On the face of it, VC funding has roared back in Asia this year after a lull in 2016.
As of May 5, VC-backed Asian tech companies raised US$19.3 billion in 458 deals this year, according to venture capital research firm CB Insights. On a quarter-on-quarter basis, funding more than doubled in Q1 2017. And the deal count crossed 300 for the first time since Q1 2016.
At the current scoring rate, the number of deals will rebound to the 2015 level after a drop last year. Total funding is projected to be more than double that of 2016 and over 50 percent higher than in 2015.
Taken as a whole, the picture looks rosy. But drilling down into the Asian investment data released today by CB Insights reveals some crucial gaps which are hurting startups.
Series A crunch
Series A deal share continued to slide, making up just over a fifth of all deals in Q1 2017 compared to one-fourth in the same quarter last year. The struggle to raise a series A round in time has been the undoing of many an early stage startup over the past year.
Seed stage deal share is also down from the Q1 2016 level, but has remained steady at a little over one-third over the last three quarters. It’s at the series A stage that startups are facing a painful crunch.
This is compounded by a sharp drop in the median size of early stage deals from US$1 million in the last two quarters of 2016 to US$500,000 in the first quarter of this year. A shorter runway at the seed stage and a squeeze in series A rounds show why so many startups are finding themselves between a rock and a hard place.
Late stage bonanza
It’s in the late stage rounds that the gravy days are back. The number of US$50 million plus rounds hit a five-quarter high of 34 in Q1 2017. If the current pace holds up, the mega rounds will be close to the 2015 level by year-end.
The median size of late stage deals bounced back to US$100 million in Q1 2017 after hitting a trough in the second half of 2016. This was on the back of mega deals like that of Flipkart which raised US$1.4 billion from Tencent, eBay, and Microsoft, after a difficult year for Indian ecommerce companies as American giant Amazon made deep inroads into the market.
Other big deals of the first quarter included US$1.5 billion in convertible note financing for Chinese video streaming site iQiyi from Baidu, Sequoia Capital China, and other investors.

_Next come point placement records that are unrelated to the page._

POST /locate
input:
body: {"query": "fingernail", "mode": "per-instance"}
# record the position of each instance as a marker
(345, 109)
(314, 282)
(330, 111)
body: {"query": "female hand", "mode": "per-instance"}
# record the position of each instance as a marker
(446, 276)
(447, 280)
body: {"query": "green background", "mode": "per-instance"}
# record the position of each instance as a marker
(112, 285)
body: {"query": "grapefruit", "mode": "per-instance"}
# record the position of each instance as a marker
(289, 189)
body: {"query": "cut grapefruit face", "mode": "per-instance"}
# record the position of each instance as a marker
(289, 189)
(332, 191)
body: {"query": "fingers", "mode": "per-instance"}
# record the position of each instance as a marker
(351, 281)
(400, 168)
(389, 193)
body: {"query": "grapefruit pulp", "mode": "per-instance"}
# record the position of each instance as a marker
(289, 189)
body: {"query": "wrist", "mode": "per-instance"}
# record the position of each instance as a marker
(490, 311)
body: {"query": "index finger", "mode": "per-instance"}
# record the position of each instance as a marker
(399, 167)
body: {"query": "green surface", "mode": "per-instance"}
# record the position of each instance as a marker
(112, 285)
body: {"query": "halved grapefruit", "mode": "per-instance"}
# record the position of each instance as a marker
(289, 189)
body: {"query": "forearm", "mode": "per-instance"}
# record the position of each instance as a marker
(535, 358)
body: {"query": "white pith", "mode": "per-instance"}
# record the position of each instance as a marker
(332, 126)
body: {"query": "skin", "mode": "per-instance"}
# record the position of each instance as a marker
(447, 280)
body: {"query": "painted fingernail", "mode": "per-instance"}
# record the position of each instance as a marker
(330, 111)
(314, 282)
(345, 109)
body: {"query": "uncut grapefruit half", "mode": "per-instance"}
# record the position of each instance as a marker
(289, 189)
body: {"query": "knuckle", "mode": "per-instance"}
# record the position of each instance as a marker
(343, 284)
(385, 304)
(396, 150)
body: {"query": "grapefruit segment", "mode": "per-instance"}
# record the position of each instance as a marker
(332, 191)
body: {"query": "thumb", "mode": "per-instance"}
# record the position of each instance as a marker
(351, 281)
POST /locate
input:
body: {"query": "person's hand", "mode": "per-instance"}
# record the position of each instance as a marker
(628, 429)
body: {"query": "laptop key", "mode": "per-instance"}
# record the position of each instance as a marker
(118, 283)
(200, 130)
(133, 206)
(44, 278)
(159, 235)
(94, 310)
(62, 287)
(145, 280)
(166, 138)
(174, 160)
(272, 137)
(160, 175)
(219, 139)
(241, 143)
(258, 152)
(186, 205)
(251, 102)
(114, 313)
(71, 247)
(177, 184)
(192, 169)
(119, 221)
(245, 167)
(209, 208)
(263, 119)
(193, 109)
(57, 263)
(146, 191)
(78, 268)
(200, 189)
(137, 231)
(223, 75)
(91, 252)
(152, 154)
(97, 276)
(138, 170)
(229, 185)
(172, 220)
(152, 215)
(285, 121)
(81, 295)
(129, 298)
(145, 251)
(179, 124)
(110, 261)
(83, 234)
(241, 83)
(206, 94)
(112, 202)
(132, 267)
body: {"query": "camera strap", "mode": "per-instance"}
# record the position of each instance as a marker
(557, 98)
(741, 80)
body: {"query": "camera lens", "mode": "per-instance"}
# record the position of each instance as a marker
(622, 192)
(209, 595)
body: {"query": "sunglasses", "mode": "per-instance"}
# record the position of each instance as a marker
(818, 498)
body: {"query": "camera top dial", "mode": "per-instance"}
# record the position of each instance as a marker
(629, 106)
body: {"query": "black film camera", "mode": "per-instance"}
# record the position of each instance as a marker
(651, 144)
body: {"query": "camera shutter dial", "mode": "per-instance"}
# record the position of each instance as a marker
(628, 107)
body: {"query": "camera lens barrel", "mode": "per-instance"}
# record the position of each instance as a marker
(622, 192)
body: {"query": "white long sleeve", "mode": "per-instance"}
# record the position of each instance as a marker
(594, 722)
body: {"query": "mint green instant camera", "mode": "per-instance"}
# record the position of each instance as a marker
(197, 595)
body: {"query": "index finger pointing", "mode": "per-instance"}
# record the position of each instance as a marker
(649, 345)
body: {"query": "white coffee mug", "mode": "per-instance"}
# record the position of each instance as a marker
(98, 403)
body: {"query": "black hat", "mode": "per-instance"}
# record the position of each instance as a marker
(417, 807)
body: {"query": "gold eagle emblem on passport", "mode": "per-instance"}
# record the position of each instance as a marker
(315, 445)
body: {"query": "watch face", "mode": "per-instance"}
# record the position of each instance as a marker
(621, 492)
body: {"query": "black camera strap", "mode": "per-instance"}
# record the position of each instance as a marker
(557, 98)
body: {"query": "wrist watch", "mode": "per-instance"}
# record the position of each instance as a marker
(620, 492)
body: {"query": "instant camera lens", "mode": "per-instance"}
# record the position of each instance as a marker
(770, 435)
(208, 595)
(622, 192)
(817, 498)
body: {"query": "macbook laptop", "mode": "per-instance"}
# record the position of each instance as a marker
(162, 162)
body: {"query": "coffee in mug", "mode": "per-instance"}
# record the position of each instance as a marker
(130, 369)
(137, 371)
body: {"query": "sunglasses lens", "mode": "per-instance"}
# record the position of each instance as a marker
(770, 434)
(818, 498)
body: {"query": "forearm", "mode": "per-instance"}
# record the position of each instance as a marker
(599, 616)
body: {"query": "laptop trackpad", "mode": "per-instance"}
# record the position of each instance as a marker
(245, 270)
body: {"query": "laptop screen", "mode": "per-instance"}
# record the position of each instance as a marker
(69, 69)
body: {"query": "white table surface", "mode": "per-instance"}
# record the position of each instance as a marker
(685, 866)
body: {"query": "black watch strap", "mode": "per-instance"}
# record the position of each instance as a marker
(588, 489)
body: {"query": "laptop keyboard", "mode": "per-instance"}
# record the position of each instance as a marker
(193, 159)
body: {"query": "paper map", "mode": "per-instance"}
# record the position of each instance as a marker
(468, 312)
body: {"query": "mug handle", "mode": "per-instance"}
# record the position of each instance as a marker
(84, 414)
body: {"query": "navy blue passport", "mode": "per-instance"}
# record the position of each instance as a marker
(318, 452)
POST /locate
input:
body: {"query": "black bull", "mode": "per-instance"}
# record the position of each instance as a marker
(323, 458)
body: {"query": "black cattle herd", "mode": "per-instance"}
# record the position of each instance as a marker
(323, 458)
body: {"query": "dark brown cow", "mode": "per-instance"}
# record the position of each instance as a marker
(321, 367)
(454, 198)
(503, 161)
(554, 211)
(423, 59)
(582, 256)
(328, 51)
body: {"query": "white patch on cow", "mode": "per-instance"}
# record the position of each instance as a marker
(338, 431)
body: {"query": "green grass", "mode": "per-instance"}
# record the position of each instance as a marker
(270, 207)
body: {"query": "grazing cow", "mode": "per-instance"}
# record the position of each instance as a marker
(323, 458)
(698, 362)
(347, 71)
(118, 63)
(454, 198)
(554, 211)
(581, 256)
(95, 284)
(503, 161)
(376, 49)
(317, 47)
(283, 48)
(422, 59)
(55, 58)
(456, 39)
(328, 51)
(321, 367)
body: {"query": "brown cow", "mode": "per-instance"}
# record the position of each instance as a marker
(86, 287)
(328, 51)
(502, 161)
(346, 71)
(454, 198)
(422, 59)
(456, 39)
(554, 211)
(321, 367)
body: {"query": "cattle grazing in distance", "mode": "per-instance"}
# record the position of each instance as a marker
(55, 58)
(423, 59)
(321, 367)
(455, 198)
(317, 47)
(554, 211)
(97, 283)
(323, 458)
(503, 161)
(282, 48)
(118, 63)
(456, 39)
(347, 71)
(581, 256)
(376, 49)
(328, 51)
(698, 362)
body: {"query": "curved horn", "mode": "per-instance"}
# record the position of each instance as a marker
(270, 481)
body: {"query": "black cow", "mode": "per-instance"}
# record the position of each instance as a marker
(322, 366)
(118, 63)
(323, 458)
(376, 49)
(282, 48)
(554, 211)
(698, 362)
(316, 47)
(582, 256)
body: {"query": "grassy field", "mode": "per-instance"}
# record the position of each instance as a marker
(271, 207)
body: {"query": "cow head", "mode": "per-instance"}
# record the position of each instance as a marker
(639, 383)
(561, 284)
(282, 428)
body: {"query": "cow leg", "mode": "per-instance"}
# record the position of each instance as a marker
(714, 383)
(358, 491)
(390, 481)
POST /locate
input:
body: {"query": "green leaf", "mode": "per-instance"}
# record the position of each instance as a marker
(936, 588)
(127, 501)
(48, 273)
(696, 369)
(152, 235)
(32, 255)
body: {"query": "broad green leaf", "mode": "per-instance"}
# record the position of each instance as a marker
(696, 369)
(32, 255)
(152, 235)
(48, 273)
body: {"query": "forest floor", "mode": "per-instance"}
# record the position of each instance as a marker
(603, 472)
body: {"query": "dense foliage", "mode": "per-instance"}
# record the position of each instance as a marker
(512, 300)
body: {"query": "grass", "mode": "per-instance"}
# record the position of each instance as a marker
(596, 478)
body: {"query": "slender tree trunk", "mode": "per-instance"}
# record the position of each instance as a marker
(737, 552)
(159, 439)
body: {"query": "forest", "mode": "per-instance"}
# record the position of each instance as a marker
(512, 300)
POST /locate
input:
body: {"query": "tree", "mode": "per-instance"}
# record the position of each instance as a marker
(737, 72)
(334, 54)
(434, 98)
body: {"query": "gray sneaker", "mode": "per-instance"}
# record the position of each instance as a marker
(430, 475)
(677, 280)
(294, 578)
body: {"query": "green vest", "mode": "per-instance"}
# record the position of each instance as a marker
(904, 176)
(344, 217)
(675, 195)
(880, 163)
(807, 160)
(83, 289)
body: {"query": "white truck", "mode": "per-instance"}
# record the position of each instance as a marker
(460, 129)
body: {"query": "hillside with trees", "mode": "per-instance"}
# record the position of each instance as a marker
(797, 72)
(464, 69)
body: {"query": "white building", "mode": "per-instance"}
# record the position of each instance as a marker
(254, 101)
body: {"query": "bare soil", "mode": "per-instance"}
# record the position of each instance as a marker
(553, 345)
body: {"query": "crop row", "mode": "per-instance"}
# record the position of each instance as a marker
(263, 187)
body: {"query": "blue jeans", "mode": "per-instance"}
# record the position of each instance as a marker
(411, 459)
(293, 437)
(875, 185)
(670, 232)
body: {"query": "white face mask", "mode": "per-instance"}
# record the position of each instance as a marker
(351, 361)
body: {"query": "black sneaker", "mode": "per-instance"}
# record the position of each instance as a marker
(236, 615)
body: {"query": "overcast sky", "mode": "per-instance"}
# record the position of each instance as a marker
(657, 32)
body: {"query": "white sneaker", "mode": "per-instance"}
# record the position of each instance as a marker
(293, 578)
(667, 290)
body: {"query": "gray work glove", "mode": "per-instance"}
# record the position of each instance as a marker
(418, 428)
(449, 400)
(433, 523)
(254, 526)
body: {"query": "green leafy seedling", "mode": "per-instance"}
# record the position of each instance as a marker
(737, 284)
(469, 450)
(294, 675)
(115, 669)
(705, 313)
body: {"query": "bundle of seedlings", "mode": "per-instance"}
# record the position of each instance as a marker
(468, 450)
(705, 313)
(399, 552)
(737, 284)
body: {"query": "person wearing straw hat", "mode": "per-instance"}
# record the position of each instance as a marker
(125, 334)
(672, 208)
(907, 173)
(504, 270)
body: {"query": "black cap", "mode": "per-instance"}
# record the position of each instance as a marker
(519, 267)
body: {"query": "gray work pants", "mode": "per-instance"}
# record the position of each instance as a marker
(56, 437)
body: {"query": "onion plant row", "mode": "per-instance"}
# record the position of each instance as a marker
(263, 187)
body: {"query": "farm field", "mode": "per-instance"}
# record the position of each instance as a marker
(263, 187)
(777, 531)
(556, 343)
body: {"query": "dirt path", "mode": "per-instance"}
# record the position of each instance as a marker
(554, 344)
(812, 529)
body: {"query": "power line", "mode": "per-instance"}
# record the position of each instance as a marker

US$1.1 billion for Alibaba spin-off Koubei, which helps users discover deals in restaurants and other local venues, US$500 million for online used car marketplace Uxin, and US$450 million for bike-sharing startup Ofo round out the top five.
The US$1.4 billion funding round for Indian mobile commerce and payments company Paytm by SoftBank last week, and US$5.5 billion for Chinese ride-hailing app Didi last month continues the late stage funding spike this year.
Southeast Asia trails China and India in deal flow
Coming back to deal flow, China and India led with an average of 98 and 96 deals respectively from Q1 2016 onwards. Southeast Asia trailed with an average of 47 deals over the same period of five quarters.
India’s big jump in funding in the first quarter of this year came on the back of Flipkart’s mega deal of US$1.4 billion. But even without that, the aggregate deal value crossed a billion dollars for the quarter, bolstered by a US$365 million round for ride-hailing app Ola, and Alibaba’s US$200 million funding of Paytm’s ecommerce arm. And SoftBank’s mega investment in Paytm’s parent company, One97 Communications, keeps the momentum going this quarter.
In Southeast Asia, funding more than doubled in Q1 2017 from the last quarter of 2016. But it was still way below the US$1.46 billion invested across 53 deals in the third quarter of last year, dominated by the US$750 million round for ride-hailing app Grab and US$550 million for its Indonesian counterpart Go-Jek – not counting Alibaba’s billion-dollar investment for a controlling stake in ecommerce site Lazada.
With Go-Jek’s new US$1.2 billion round led by Tencent, Southeast Asia will join the mega deals party this year in Asia.
Note: The CB Insights data covers funding in VC-backed tech companies in the following countries and regions of Asia: Bangladesh, Bhutan, Brunei, Cambodia, China, Hong Kong, India, Indonesia, Japan, Laos, Malaysia, Mongolia, Myanmar, Nepal, North Korea, Pakistan, Philippines, Singapore, South Korea, Sri Lanka, Taiwan, Thailand, Timor-Leste, and Vietnam. It does not include funding from the following countries: Afghanistan, Armenia, Azerbaijan, Bahrain, Cyprus, Georgia, Iran, Iraq, Israel, Jordan, Kazakhstan, Kuwait, Kyrgyzstan, Lebanon, Maldives, Oman, Palestine, Qatar, Russian Federation, Saudi Arabia, Syrian Arab Republic, Tajikistan, Turkey, Turkmenistan, United Arab Emirates, Uzbekistan, and Yemen.